Die große und die kleine Masora

Masoretische Beobachtungen V

Allgemein bekannt ist, dass die Masoreten das Konsonantenkontinuum der hebräischen Bibel vokalisierten – aber das ist bei weitem noch nicht alles. Eine geradezu staunenswerte Leistung ist die große und die kleine Masora, die ich im Folgenden vorstellen möchte. Ich zeige hier die erste Seite des Ezechielbuches in der Handschrift des Codex Leningradensis. Sie brauchen kein Hebräisch oder Aramäisch zu können, um zu verstehen, was ich Ihnen demonstrieren will.

Beginn des Buches Ezechiel im Codex Leningradensis
Beginn des Buches Ezechiel im Codex Leningradensis

Deutlich zu erkennen sind die drei Spalten, in denen der vokalisierte hebräische Text geschrieben wurde. Aber da gibt es noch erheblich mehr Informationen:

Die kleine Masora
Die kleine Masora

 

 

 

 

 

 

 

 

 

 

 

 

 

Neben den Spalten steht eine Fülle von Anmerkungen, die oft nur aus einzelnen Buchstaben bestehen, man nennt sie – ja nach Sprachvorliebe – kleine Masora (dt.) – masora parva (lat.) – masora ketana (hebr.).

Die große Masora
Die große Masora

 

 

 

 

 

 

 

 

 

 

 

 

Oberhalb und unterhalb der Textspalten stehen ausführlichere Anmerkungen, die man als große Masora (dt.) – masora magna (lat.) – masora gedola (hebr.) bezeichnet.

Schlußmasora
Schlußmasora

 

 

 

 

 

 

 

 

 

 

 

 

 

Vor dem Beginn des Buches Ezechiel in der mittleren Spalte steht die sogenannte Schlußmasora des Buches Jeremia – lateinisch masora finalis genannt.

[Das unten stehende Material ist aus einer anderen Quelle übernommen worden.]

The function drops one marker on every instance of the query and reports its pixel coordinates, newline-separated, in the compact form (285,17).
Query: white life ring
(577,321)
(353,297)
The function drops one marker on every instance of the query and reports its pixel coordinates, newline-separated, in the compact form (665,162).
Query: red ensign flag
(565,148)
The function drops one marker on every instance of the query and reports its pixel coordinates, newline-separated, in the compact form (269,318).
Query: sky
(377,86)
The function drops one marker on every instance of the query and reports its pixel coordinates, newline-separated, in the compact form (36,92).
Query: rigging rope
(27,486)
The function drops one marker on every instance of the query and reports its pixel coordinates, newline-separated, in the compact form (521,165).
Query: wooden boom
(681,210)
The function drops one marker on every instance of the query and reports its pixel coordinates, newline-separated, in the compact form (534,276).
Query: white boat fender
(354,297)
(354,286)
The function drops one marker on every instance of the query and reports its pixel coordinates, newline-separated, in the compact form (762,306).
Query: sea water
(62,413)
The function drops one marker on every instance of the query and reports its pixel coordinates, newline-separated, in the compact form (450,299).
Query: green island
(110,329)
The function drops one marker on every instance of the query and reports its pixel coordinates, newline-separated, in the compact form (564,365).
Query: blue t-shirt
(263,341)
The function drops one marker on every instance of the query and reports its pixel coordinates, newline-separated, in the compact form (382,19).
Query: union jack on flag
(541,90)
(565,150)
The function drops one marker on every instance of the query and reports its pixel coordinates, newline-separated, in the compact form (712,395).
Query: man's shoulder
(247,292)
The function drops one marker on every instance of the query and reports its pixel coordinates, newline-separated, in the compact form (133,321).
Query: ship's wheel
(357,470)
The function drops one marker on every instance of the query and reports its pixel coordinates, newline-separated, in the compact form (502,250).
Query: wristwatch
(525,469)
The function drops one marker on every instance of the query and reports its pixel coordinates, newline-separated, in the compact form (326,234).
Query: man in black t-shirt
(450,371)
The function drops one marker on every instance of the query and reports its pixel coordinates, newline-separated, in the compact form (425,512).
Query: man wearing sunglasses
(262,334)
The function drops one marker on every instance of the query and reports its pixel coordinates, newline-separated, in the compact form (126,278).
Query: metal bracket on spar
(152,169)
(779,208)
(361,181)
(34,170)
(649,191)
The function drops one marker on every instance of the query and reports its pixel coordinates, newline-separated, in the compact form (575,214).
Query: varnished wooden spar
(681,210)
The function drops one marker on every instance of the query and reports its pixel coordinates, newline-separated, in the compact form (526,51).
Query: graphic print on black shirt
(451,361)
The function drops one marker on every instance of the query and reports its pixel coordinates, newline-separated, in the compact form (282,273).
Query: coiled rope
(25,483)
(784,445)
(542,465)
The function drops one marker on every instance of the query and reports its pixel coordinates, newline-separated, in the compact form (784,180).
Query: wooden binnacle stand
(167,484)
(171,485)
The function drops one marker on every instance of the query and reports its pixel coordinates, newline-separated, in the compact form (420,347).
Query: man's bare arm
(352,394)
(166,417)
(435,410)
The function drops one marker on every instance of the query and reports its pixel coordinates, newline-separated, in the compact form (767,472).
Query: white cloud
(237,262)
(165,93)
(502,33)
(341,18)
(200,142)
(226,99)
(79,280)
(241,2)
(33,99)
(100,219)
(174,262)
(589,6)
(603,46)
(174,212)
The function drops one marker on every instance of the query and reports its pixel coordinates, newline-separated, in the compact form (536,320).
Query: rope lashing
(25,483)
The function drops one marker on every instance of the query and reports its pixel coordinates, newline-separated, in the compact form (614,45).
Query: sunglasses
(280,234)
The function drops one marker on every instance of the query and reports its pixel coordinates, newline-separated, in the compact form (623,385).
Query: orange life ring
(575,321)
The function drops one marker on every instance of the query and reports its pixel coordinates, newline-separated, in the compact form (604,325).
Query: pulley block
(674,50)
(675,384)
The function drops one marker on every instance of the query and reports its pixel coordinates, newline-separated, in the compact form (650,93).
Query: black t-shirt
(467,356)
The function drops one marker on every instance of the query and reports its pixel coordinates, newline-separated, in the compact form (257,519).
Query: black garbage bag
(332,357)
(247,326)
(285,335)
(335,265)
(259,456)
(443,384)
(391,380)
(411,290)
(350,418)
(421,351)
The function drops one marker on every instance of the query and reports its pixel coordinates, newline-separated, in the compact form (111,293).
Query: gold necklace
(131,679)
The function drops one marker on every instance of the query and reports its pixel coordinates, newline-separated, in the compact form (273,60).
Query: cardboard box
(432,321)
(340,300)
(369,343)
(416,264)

Wozu soll dieses System gut sein?

Ich demonstriere das einmal an Hand des Verses Ez 9,4a – verwende aber aus Gründen der besseren Lesbarkeit die Druckweise von Bibletime mit von mir eingetragenen Ergänzungen der BHS. 1 Hier einmal die erste Hälfte des Ezechiel-Verses:

Ez 9,4a in Hebräisch
Ez 9,4a in Hebräisch

Auffällig sind die insgesamt 4 Kreise (Circellus) über dem hebräischen Text. Zu jedem dieser Kreise gibt die kleine Masora neben der Spalte Hinweise. In der BHS sieht das dann so aus:

Die kleine Masora zu Ez 9,4a
Die kleine Masora zu Ez 9,4a

Zu beachten ist: Alle Angaben, inklusive Zahlen erfolgen hier in hebräischer Schrift. Die beiden arabischen Zahlen enthalten jeweils Verweise auf die große Masora. Was bedeuten diese seltsamen Kürzel?

 

Die Masora sagt zu diesem Halbvers:

Sechs Mal in der hebräischen Bibel beginnt ein Satz mit den Worten: »Da sprach JHWH zu ihm«; die große Masora gibt die entsprechenden Stellen an: Es handelt sich um die Verse Ex 4,11; Dtn 34,4; 1 Kön 9,3; 1 Kön 19,15; Ez 9,4 und Hos 1,4.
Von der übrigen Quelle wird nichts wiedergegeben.